Patients may have difficulty in communicating to physicians, and in turn, physicians may also have difficulty, for many reasons, to properly assess patient’s needs. Consider, for example, a retired man with metastatic prostate cancer who when asked by his physician rates his pain as 3. For the physician, this would be considered mild pain, and therapy would be continued with no changes. However, the physician could, for example, query the man about the impact that this mild pain has on his quality of life. Being retired, he might say that even if the pain is mild, he is no longer able to carry out daily activities that he would otherwise have a strong desire to continue. He used to be able to help his son out at the hardware store moving boxes and staying at the cash register, talking with old friends. With his mild pain, he no longer feels up to this, and so he must stay at home. Obviously, this has a large impact on his social and daily life. Better communication with patients, and trying to understand the individual issues that affect them, and how they perceive and deal with even mild pain, as in this case, could help the physician to understand that a pain score of 3 may be considered as a relative score that actually merits better treatment. In such a context, better communication through narrative medicine can have a beneficial effect on the patient’s overall quality of life.

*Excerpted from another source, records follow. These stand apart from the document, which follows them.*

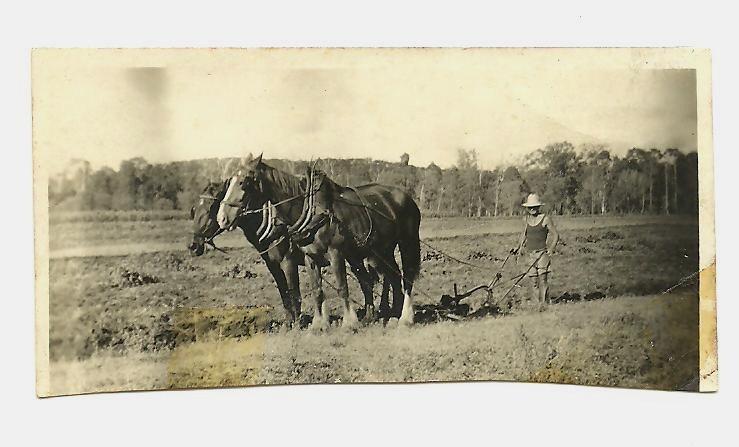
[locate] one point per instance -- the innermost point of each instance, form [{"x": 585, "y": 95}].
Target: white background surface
[{"x": 448, "y": 414}]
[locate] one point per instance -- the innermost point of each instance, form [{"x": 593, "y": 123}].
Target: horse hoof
[
  {"x": 319, "y": 326},
  {"x": 405, "y": 321},
  {"x": 369, "y": 314}
]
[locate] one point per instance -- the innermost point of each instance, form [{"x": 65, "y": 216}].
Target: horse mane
[
  {"x": 283, "y": 181},
  {"x": 215, "y": 189}
]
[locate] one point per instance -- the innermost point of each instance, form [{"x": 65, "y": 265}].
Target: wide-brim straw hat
[{"x": 532, "y": 200}]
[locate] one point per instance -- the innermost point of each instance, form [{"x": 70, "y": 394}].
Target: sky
[{"x": 109, "y": 105}]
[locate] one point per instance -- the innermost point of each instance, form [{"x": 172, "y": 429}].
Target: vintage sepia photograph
[{"x": 234, "y": 217}]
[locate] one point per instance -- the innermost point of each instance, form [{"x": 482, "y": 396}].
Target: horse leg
[
  {"x": 282, "y": 286},
  {"x": 366, "y": 282},
  {"x": 338, "y": 266},
  {"x": 393, "y": 277},
  {"x": 385, "y": 298},
  {"x": 290, "y": 269},
  {"x": 406, "y": 316},
  {"x": 320, "y": 315}
]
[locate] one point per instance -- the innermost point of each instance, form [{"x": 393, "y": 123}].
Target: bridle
[{"x": 209, "y": 240}]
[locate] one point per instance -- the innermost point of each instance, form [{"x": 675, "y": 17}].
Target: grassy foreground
[{"x": 639, "y": 342}]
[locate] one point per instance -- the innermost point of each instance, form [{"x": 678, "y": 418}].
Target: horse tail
[{"x": 410, "y": 245}]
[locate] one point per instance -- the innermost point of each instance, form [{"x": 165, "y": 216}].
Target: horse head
[
  {"x": 203, "y": 215},
  {"x": 243, "y": 192}
]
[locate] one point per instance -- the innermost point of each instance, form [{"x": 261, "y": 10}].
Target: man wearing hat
[{"x": 538, "y": 226}]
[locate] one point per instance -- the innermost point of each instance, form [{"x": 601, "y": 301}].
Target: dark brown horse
[
  {"x": 263, "y": 232},
  {"x": 361, "y": 226}
]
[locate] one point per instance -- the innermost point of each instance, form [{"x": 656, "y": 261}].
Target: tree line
[{"x": 588, "y": 179}]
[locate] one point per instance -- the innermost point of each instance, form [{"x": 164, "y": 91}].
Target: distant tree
[{"x": 404, "y": 159}]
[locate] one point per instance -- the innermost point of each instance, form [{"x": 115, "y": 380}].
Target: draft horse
[
  {"x": 263, "y": 232},
  {"x": 361, "y": 226}
]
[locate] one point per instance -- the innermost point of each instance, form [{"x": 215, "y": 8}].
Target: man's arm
[
  {"x": 521, "y": 239},
  {"x": 553, "y": 233}
]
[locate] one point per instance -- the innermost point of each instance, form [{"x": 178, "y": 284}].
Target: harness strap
[
  {"x": 270, "y": 222},
  {"x": 369, "y": 217},
  {"x": 264, "y": 221}
]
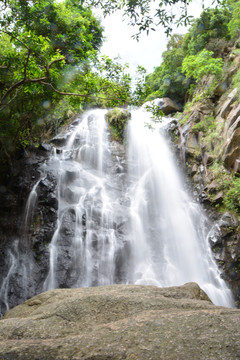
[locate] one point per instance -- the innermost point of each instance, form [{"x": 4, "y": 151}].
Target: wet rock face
[
  {"x": 121, "y": 322},
  {"x": 199, "y": 153},
  {"x": 226, "y": 250},
  {"x": 24, "y": 236}
]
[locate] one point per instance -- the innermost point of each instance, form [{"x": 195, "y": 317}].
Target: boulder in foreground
[{"x": 121, "y": 322}]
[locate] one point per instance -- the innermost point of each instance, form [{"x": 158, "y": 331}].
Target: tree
[
  {"x": 46, "y": 56},
  {"x": 206, "y": 30},
  {"x": 168, "y": 80},
  {"x": 146, "y": 15}
]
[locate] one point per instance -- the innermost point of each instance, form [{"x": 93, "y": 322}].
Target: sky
[{"x": 148, "y": 50}]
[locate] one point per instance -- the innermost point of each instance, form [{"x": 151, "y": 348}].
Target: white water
[
  {"x": 117, "y": 223},
  {"x": 169, "y": 231}
]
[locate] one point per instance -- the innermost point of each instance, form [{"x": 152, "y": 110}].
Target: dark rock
[
  {"x": 45, "y": 147},
  {"x": 121, "y": 322}
]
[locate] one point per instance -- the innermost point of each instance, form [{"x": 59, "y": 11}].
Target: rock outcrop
[
  {"x": 209, "y": 143},
  {"x": 121, "y": 322}
]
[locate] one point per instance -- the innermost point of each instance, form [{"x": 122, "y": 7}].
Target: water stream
[{"x": 124, "y": 217}]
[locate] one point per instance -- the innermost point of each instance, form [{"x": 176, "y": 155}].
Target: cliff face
[
  {"x": 121, "y": 322},
  {"x": 209, "y": 143}
]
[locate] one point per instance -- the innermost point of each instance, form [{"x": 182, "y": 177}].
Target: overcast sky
[{"x": 148, "y": 50}]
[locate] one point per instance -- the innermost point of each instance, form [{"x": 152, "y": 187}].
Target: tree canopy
[
  {"x": 50, "y": 66},
  {"x": 147, "y": 14}
]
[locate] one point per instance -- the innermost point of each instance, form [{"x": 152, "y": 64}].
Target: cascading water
[
  {"x": 88, "y": 200},
  {"x": 169, "y": 231},
  {"x": 117, "y": 223}
]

The definition of narrative medicine
Narrative medicine can be considered as a medical educational tool that is informed by reading, writing, telling, and receiving stories. It invites one to be moved by the story of illness, and promotes a healing relationship with patients, colleagues, and the self. The concept of narrative medicine was first established by Dr. Rita Charon. In her opinion, narrative medicine is a model for empathy, reflection, profession, and trust, and was proposed as a “model for humane and effective medical practice” [1]. Furthermore, narrative medicine fortifies “clinical practice with the narrative competence to recognize, absorb, metabolize, interpret, and be moved by the stories of illness” [2]. Narrative medicine has been studied as a means of training medical students and enhancing developing clinical skills [3]. Training in narrative medicine was found to develop and improve specific communication skills, enhance the capacity to collaborate, empathize, adopt a patient-centered approach, and help physicians to develop personally and professionally through reflection. Thus, narrative medicine can have several benefits that may help improve daily practice and achieve narrative competence (Fig. 1).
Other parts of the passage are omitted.